If you have read some of my analysis, I believe the credit crunch is coming, and if I am correct BBY will be crunched. The last 3 years has been categorized by flat screen tv's, ipods, and Garmins. The American consumer has purchased all these things because of a weak yen and plentiful credit. Best Buy offered no-APR for 12 months and was a source of this credit (alongside a financial institution). Now, they are not sitting on too many bad loans as they sold of much their receivables which where then packaged into some CDO. However, they benefited greatly from these sales.

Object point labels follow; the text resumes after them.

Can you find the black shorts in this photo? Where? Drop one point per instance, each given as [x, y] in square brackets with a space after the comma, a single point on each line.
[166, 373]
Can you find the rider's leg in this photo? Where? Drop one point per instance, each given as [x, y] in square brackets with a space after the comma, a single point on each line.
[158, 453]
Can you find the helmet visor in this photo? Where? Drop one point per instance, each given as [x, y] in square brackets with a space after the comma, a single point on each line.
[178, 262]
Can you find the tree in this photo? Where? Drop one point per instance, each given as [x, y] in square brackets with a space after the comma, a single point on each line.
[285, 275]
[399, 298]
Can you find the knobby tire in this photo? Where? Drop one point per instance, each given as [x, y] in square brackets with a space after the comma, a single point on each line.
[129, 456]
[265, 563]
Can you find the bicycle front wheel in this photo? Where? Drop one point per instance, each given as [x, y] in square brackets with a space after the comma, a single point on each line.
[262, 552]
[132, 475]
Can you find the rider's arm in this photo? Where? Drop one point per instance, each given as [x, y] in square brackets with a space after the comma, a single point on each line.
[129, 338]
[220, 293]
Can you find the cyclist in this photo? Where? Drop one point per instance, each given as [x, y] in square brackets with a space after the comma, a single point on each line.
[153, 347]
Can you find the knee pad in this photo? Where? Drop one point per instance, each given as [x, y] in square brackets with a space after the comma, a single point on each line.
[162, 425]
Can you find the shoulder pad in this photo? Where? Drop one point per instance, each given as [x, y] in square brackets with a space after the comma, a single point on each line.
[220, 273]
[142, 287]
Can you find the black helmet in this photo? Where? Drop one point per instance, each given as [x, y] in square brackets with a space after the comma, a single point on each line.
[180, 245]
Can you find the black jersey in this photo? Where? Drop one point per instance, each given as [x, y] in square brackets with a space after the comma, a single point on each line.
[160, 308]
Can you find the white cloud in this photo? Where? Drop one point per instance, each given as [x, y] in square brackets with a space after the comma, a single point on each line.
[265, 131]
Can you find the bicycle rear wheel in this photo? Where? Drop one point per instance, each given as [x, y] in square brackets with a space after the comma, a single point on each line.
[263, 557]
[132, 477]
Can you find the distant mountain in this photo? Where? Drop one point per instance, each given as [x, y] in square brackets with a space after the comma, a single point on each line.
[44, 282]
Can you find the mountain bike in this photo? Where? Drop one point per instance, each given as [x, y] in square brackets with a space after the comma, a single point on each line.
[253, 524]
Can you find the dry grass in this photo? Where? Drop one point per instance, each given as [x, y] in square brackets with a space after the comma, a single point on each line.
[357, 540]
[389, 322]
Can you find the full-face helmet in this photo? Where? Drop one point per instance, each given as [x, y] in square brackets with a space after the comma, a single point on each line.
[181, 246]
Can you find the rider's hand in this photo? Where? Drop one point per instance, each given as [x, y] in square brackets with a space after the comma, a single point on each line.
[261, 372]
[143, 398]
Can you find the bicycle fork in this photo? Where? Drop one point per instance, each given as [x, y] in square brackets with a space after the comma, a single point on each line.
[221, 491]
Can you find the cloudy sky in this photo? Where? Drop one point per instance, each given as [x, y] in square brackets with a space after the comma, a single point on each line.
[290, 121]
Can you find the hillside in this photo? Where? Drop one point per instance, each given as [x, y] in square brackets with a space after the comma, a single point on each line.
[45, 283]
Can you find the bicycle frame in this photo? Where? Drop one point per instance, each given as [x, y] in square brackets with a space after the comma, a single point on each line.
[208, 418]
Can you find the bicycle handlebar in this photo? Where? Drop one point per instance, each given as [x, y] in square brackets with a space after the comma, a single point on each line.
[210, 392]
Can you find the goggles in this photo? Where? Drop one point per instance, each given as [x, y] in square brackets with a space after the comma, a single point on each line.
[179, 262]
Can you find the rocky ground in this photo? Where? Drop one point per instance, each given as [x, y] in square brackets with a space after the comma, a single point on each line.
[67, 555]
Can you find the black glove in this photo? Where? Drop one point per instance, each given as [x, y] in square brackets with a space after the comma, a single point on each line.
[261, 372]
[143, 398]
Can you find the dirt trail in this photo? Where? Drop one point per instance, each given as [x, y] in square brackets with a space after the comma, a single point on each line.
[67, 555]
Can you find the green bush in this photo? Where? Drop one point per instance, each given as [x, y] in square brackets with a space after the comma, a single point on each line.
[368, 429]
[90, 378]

If you look at their quarterly earnings it net recievables increased nearly 50% in 2006 - much less than Revenue or earnings. This leads me to believe 2 things:
1. They can no longer get some of those receivables off their books
2. People are borrowing more to buy flat screen TV's
Now when put together its quite interesting. Not only is Best Buy becoming more like a bank, they are becoming a subprime lender as they are faced with many of these same credit risks. On top of that, those who borrowed from them borrowed for DEPRECIABLE assets. And one should never do that if they don't have to. Therefore those consumers that were runnign down the aisles last year appear to be strapped and their plasma TV didnt' increase in value but decreased by 50%.
My friend at college worked for this company and got us a discount (wholesale price). The biggest discounts we got were on TV's and insurance warranties. This is where BBY makes most of its money - the combination of big-ticket items at large markups and expensive insurance policies on those items. If sales of these items slows, we will see some ugly EPS announcements and 40 or lower very soon.